Based on estimates by commanders and AP reporters on both sides of the border, more than 4,000 troops have been deployed around the temple and in the immediate border region.

Reporters saw at least nine Thai military trucks hauling small artillery pieces and soldiers toward the disputed area Sunday, but the atmosphere appeared relaxed despite the close proximity of the two forces.

Opposing commanders and their troops have tried to defuse tensions, sometimes even sharing meals, snapping photographs and sleeping within easy sight of each other.

"Some of these soldiers [the Cambodians and the Thais] have known one another a long time and they have good relationships. The soldiers on both sides understand each other," Thai field commander Col. Chayan Huaysoongnern told reporters.

A Cambodian general, however, said he had little hope that the talks Monday between his government and Thailand would resolve the matter.

Cambodian Brig. Gen. Chea Keo said Thai troops have deployed artillery about half a mile northeast of Preah Vihear temple.

"Regarding the talks tomorrow, we have little hope about the outcome," Chea Keo said.

He said the reason for his pessimism stems from a recent counterclaim by Thai Prime Minister Samak Sundaravej that the area around the Buddhist temple belongs to Thailand.

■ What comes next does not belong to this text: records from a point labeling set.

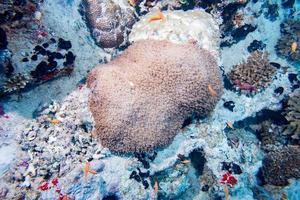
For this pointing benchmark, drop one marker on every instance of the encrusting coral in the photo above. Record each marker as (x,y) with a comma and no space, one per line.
(110,23)
(16,83)
(288,44)
(279,165)
(253,75)
(141,99)
(293,116)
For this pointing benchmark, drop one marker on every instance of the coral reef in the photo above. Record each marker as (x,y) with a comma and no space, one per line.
(279,165)
(253,75)
(141,99)
(16,83)
(293,116)
(288,44)
(193,26)
(109,22)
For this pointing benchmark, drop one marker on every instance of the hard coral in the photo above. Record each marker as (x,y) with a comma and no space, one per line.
(280,165)
(293,116)
(290,35)
(109,23)
(254,74)
(140,100)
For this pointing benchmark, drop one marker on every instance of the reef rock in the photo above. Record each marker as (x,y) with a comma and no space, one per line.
(253,75)
(293,116)
(288,44)
(141,99)
(194,26)
(280,165)
(109,23)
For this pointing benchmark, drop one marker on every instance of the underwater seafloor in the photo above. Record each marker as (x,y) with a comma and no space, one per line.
(247,147)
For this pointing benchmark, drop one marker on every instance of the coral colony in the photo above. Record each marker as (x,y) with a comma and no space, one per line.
(149,99)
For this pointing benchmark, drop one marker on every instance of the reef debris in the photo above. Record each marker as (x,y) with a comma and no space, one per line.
(253,75)
(280,165)
(292,114)
(140,100)
(109,23)
(288,44)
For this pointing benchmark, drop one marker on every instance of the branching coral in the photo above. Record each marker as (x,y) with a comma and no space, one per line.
(279,165)
(288,44)
(293,116)
(141,99)
(254,74)
(109,22)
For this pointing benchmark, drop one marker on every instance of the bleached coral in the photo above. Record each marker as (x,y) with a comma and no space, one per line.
(141,99)
(254,74)
(179,27)
(109,22)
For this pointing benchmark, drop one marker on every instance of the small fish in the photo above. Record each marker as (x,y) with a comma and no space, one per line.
(211,91)
(87,169)
(158,16)
(55,121)
(132,2)
(185,161)
(155,186)
(294,47)
(230,125)
(226,192)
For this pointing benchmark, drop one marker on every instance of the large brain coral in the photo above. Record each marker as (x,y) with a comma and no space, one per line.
(110,23)
(141,99)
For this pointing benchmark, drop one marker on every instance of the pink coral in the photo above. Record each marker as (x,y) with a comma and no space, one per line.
(141,99)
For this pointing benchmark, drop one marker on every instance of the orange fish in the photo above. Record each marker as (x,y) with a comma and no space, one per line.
(132,2)
(55,121)
(230,125)
(211,91)
(294,47)
(87,169)
(158,16)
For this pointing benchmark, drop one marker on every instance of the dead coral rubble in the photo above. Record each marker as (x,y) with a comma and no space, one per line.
(253,75)
(288,44)
(280,165)
(140,100)
(110,24)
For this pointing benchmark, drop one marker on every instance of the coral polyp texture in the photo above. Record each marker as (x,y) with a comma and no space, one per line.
(141,99)
(109,22)
(288,44)
(293,116)
(253,75)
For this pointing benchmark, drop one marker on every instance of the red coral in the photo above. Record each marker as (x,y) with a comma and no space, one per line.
(44,186)
(228,179)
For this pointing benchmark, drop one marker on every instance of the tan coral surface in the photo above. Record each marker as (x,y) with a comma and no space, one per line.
(140,100)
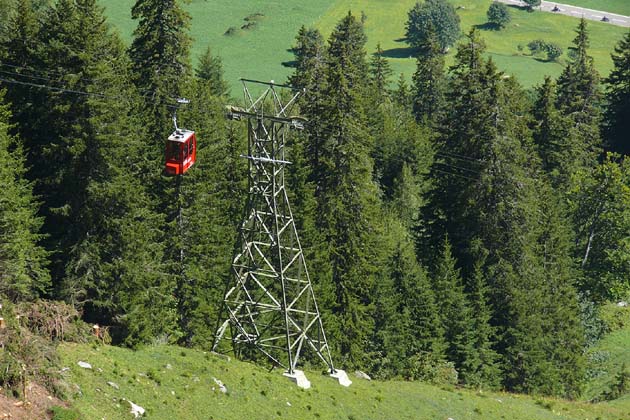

While urging both sides to exercise restraint, Samak's letter said a settlement of Cambodians in that area constitutes "a continued violation of Thailand's sovereignty and territorial integrity."

Maj. Gen. Weewalit Jornsamrit, a senior Thai commander at the border, said an estimated 1,300 Cambodian troops were deployed in and around Preah Vihear.

Weewalit declined to give Thai troop numbers but a senior Thai officer, who spoke on condition of anonymity because of the sensitive situation, said about 2,600 soldiers were in the Thai district opposite the border. About 400 were seen in the disputed area.

"We continue to be on alert at all times. And at the same time, we keep instructing our soldiers to be patient and avoid being blamed for starting a war," Chea Keo said Sunday.

The dispute has taken a toll on tourism in the area, with the Thai side closed to visitors. It also is starting to hurt economic relations between the two neighbors.